Background

Hearing loss is one of the most frequent congenital anomalies in the neonates. It has been reported that one in every 1000 newborns suffers from congenital bilateral hearing loss [1, 2]. Infants with undetected hearing loss often face significant complications related to emotional, intellectual, linguistic, speech, and social delays [3, 4].

To decrease the impact of adverse effects associated with congenital hearing loss on the infant’s life, early diagnosis and preventive interventions have been recommended [4]. There are different screening methods to evaluate hearing status, as soon as possible, in newborns.
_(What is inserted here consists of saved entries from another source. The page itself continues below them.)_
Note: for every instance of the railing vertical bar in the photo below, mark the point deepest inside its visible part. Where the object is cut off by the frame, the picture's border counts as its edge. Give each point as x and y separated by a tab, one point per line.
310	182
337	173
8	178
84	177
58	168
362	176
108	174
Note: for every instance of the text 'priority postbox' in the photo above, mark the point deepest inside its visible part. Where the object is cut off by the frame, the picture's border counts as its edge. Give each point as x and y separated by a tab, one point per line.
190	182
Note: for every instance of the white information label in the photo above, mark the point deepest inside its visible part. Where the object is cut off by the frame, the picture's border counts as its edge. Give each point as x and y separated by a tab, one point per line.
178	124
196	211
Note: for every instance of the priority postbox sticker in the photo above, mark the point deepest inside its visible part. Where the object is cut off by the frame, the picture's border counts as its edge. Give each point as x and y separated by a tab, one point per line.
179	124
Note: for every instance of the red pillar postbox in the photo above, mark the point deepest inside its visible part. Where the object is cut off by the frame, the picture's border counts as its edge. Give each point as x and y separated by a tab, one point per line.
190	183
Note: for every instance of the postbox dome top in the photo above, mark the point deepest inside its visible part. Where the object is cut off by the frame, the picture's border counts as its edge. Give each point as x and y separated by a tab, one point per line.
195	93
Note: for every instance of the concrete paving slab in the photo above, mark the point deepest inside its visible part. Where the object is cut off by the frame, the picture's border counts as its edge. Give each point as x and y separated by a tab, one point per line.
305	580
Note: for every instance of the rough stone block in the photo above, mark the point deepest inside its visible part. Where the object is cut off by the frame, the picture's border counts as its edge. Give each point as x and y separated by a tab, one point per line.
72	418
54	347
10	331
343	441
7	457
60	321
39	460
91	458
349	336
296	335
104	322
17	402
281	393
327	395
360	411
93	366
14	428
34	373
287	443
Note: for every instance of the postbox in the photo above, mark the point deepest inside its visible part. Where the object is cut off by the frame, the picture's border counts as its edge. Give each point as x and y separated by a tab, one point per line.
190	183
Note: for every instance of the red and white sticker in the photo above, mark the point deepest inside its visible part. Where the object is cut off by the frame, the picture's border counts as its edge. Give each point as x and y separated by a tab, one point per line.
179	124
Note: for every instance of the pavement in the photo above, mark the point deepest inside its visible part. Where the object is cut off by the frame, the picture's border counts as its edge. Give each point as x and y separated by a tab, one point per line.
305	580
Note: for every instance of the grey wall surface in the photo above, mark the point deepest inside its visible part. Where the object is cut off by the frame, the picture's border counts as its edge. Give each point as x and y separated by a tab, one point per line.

Recently transient evoked otoacoustic emissions (TEOAE) and auditory brain stem response (ABR) with high sensitivity and specificity are widely used as universal newborn hearing screening (UNHS) tests. However false-positive results may cause some misinterpretations and parental anxiety [4, 5]. Previous studies indicated that the majority of cases with “failed” results related to screening tests have the normal hearing sense. A high rate of false-positive result ranged from 2.5 to 8% was reported regarding to use of universal newborn hearing screening tests including OAE. The results of the studies have also demonstrated that some factors including ear canal debris, ambient sound, myogenic interference, infant’s position, or activity may falsely influence the results of the screening tests [5, 6]. An investigation demonstrated that of 1000 screened newborns using TEOAE, 18 subjects had impaired two-step OAE results (OAE implementing on first and 10 to 15 days after neonate’s birth). ABR results showed that of these subjects, 12 (1.2%) responses had been false positive [4].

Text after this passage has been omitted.